Parameters: - enable_anonymization (bool): Enable/disable anonymization for this request - anonymization_types (list[int]): List of PII type IDs to redact (see table above)

If not specified, uses your default settings from the dashboard.

Via Dashboard¶

Navigate to Settings → Privacy & Security
Enable Anonymization: Toggle ON
Select PII Types: Choose which categories to redact:
Custom: Select individual types
Save Settings

Your settings apply to all requests unless overridden per-request.

API Examples¶

Customer Support Scenario¶

Python
# Request
{
  "model": "gpt-4",
  "messages": [
    {"role": "user", "content": "Summarize this support ticket: Customer Emma Watson (emma.w@gmail.com) from London called at 14:30 reporting login issues. Her account ID is ACC-28471 and phone is +44-20-7946-0958."}
  ],
  "enable_anonymization": True,
  "anonymization_types": [8, 17, 26, 34, 35]  # EMAIL, LOCATION, PERSON, TELEPHONENUM, TIME
}

# Sent to LLM provider:
"Summarize this support ticket: Customer [a person] ([an email address]) from [a location] called at [a time] reporting login issues.
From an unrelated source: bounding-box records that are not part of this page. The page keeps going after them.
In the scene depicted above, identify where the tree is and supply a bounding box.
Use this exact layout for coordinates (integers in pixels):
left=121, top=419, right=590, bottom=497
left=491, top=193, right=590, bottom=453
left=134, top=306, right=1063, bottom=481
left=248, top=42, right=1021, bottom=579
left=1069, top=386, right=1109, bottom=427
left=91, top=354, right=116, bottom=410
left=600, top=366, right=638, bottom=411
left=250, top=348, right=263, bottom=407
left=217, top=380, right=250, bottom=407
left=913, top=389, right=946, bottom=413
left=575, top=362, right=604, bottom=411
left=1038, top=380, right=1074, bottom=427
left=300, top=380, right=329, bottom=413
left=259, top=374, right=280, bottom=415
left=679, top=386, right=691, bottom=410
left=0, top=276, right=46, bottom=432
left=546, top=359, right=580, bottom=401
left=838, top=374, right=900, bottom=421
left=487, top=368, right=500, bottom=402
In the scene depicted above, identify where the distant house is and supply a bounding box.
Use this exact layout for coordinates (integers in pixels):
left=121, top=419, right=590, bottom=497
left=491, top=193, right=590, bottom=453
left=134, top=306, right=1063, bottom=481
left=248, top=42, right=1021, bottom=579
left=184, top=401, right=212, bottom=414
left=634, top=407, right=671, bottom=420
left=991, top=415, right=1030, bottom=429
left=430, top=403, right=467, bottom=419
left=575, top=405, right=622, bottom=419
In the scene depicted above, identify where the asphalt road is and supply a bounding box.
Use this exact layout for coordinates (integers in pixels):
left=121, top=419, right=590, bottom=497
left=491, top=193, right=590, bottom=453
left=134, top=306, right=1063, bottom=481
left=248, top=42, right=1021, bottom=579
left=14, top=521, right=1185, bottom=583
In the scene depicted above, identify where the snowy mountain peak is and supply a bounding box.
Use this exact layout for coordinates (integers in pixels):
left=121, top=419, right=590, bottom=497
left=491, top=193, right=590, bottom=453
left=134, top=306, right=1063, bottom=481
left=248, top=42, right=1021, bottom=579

Her account ID is ACC-28471 and phone is [a telephone number]."

HR/Payroll Processing¶

Python
{
  "model": "claude-3-sonnet",
  "messages": [
    {"role": "user", "content": "Process payroll for employee Robert Martinez (SSN: 456-78-9012, robert.m@company.com). Payment of $4,850 to account IT60X0542811101000000123456 on March 15, 2024."}
  ],
  "enable_anonymization": True,
  "anonymization_types": [2, 6, 8, 21, 32]  # BANKACCOUNT, DATE, EMAIL, MONEY, SSN
}

# Result:
"Process payroll for employee Robert Martinez (SSN: [a social security number], [an email address]). Payment of [a monetary value] to account [a bank account] on [a date]."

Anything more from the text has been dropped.